Get It Right the First Time

Here is the whole thing in a breath. Books must be prepaid, soft cover, and shipped directly to the facility from a seller, never from you, and Amazon works as long as the copy is sold and shipped by Amazon. Keep each order to three books or fewer, and order new paperbacks, no hardcover. Confirm your person's exact facility and current address first, since Mississippi uses state, regional, and private prisons. Expect personal letters to be copied and the originals shredded after two weeks, but books and magazines go through as publications. Use InmateAid for magazine subscriptions, and lean on the library and book programs to round it out.

Get it right and you become the person who reliably gets good books to someone who needs them. On the inside, that means more than you can know from out here.

FAQ

**Can I mail a book to a Mississippi inmate myself?** No. Books must be prepaid and shipped directly to the facility from a seller, not from your home, and they must be soft cover. A book mailed from an individual is refused.

**Does Amazon work for sending books to a Mississippi prison?** Yes.

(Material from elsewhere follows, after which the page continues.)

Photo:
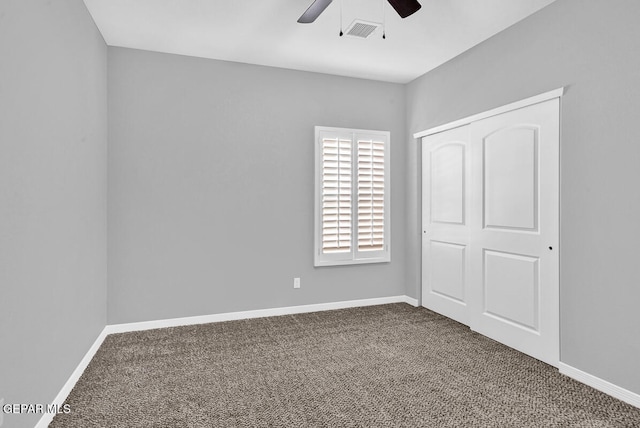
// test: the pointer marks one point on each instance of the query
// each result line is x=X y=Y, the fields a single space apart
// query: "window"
x=351 y=196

Mississippi accepts books from reputable sources including Amazon, Barnes and Noble, and Books-A-Million. Choose a copy sold and shipped by Amazon, not a third-party marketplace seller, in new soft cover.

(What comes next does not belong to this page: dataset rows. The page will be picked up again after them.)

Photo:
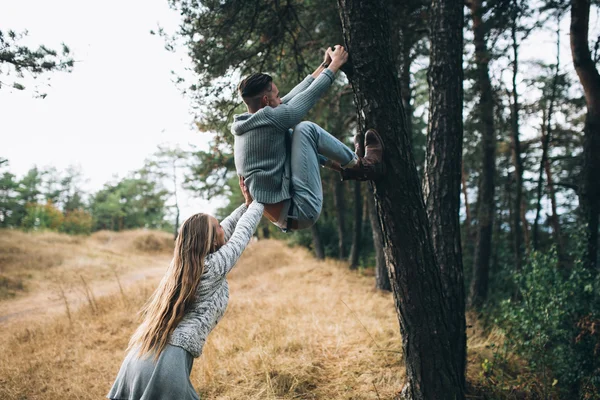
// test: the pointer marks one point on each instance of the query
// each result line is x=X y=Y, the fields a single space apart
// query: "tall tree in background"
x=382 y=277
x=485 y=199
x=431 y=362
x=16 y=59
x=585 y=66
x=516 y=141
x=167 y=163
x=443 y=168
x=357 y=232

**How many books can I send at once?** Mississippi sets an order limit of three books. If your person wants more, space the orders out rather than sending a large stack in one package, which can get the whole order refused.

**Does it have to be paperback?** Yes. Books must be soft cover and prepaid, so order new paperbacks. Hardcovers do not meet the rule.

**Is it true my letters get shredded?** For personal mail, yes. The facility processes incoming letters, keeps the original for fourteen days, then shreds it, so your person usually receives a copy. Books, magazines, and newspapers are handled separately as publications and go to the facility as the real item.

**How do I send a magazine?** Set up a subscription in your person's name shipped directly from the publisher, distributor, or vendor, which InmateAid can do for you. Magazines with profanity, weapons content, pornography, or adult material are confiscated, so stick to mainstream titles.

**Why does it matter which facility my person is in?** Mississippi uses state institutions, regional facilities, and private prisons, and a regional or private facility may add its own procedures. Confirm the exact facility and current mailing address on the inmate locator before ordering.